Wallace Weitz, manager of the Weitz Hickory Fund, is also buying on weakness, particularly in the financial services and media industries. He is taking a contrarian approach to mid-cap stocks. The companies must have a strong niche or franchise, as well as strong balance sheets and cash flow.
"Our stocks were getting cheaper, setting up portfolios for future gains," he says. "The portfolio positions have paid off. We still expect credit and liquidity problems to affect individuals, hedge funds and financial institutions to a degree [in 2007] ... The economy is very resilient and we're not expecting a disaster. Nevertheless, it seems the fear and volatility makes life interesting for investors."
The fund, which owns just 30 stocks, is invested in consumer products, mortgage services, media, insurance and health care.

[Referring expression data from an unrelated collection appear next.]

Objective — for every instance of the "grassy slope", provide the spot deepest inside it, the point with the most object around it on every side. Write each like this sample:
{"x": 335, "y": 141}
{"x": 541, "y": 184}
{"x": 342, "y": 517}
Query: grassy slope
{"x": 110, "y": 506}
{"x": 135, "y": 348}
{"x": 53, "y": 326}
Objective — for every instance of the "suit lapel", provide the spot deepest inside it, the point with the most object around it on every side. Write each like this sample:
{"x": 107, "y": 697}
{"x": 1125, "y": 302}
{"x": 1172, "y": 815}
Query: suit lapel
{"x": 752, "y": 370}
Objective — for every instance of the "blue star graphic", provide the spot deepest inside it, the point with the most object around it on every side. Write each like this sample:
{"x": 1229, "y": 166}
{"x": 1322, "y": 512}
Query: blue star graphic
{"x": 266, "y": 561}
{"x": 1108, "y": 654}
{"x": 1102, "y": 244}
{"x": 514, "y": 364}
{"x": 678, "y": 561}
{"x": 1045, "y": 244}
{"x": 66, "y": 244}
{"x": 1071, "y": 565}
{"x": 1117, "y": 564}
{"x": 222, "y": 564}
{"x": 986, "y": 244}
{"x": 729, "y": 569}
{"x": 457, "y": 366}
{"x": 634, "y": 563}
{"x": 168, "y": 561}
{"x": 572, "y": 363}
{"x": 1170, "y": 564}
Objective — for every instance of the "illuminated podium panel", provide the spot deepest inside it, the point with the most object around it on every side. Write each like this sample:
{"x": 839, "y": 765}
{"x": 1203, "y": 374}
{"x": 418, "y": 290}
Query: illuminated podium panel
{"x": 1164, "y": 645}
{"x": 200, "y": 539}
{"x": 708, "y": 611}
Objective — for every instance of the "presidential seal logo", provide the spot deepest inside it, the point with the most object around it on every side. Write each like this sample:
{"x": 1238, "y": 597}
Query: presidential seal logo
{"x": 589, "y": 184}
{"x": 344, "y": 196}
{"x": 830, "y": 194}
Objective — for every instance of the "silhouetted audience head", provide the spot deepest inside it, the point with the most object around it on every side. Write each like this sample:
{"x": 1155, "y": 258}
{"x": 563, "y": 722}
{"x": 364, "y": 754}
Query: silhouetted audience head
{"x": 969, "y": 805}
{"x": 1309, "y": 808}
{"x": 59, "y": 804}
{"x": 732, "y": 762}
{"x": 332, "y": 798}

Largest holdings include Redwood Trust, Countrywide Financial, Cabela's and Coinstar.
On the mid-cap growth side, Christopher McHugh, manager of the Turner Mid-Cap Growth Fund, is optimistic. Growth stocks had underperformed value stocks for more than five years, corporate earnings were solid and the market was expected to rotate into growth.
The stocks of the Russell Mid-Cap Growth Index are trading at 21 times earnings, while earnings are expected to grow 16%. Meanwhile, his holdings are growing at 24% annually, while the price-to-earnings ratio of the stocks was 18.
McHugh doesn't expect inflation or rising interest rates to be a problem unless the price of oil surges to all-time highs again. That would have a large impact on consumer spending. "A slower economy favors growth stocks because investors are paying for earnings growth," McHugh says. "There is a lot of business confidence because of all the mergers and acquisitions and private equity bids for companies."